This concern seemed especially plausible to us and was one of the particular reasons we kept asking questions. However, after asking a lot of those questions, we are convinced that there is no “curve” at all–and not just because NCARB’s Director of Examinations repeatedly emphasized that there isn’t.
We learned from sources unrelated to NCARB or the ARE that the use of candidate exams in the cut score process is actually a specific response to particular criticisms of the original cut score methodology itself (see the Bowers & Shindoll article quoted above if you really want to read a 30-page scientific paper about exactly how it is done and why). This improvement is one of the reasons it’s called the Modified Angoff Method.
6. Size Matters
Finally, one of the continuing challenges of the architecture profession is that we are a relatively tiny profession.
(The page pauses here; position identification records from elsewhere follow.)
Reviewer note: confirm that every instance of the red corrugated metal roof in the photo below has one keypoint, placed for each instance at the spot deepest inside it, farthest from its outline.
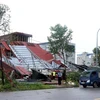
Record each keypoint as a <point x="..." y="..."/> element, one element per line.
<point x="41" y="53"/>
<point x="22" y="70"/>
<point x="5" y="45"/>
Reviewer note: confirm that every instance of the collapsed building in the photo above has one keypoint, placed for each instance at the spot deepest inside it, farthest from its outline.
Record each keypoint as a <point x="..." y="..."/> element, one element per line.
<point x="21" y="56"/>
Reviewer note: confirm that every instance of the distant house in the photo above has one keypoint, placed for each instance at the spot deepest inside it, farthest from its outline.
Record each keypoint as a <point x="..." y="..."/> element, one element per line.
<point x="85" y="59"/>
<point x="70" y="58"/>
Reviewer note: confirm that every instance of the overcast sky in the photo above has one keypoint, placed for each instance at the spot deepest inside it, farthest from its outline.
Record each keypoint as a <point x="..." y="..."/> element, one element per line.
<point x="36" y="16"/>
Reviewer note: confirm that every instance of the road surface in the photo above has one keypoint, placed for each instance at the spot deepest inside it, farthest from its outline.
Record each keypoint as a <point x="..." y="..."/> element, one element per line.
<point x="54" y="94"/>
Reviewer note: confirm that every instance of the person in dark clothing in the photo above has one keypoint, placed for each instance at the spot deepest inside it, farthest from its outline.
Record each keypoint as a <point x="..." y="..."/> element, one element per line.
<point x="59" y="78"/>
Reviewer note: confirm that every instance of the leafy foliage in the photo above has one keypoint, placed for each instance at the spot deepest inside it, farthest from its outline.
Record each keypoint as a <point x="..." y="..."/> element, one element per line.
<point x="73" y="76"/>
<point x="4" y="18"/>
<point x="98" y="56"/>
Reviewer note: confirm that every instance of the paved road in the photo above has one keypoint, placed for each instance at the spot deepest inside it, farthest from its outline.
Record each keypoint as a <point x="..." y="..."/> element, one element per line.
<point x="54" y="94"/>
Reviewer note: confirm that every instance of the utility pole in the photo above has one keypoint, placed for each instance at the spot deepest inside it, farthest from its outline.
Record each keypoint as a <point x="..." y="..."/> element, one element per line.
<point x="97" y="48"/>
<point x="1" y="65"/>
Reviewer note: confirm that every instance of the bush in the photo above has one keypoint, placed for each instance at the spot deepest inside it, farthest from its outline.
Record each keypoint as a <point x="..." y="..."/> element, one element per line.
<point x="73" y="76"/>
Mr. Nutt mentioned that this fact affects the ability of NCARB to conduct a cut score study quickly. The nursing profession, for instance, has 200,000 candidates per division each year. The architecture profession has just over 3,000 candidates per division per year. NCARB determined that they need six to eight weeks of candidate examinations to provide enough data for the cut score study. The nursing profession tests as many candidates every day as the architecture profession does in six weeks.
The main disagreement seems to come down to whether you think that candidates would or would not have delayed taking the exam had they been told in advance about the delay. While we agree that it sounds extreme to think a lot of candidates would have postponed their exam process for this, we also note all the comments sent to us and posted online about what an inconvenience this delay is. While we note that much of that inconvenience stems precisely from not knowing ahead of time, and that it does seem a bit counterintuitive to assert that people concerned with delay would have chosen to delay even longer if given the option, it also does seem that at least some candidates were concerned about not being “part of a test study” altogether.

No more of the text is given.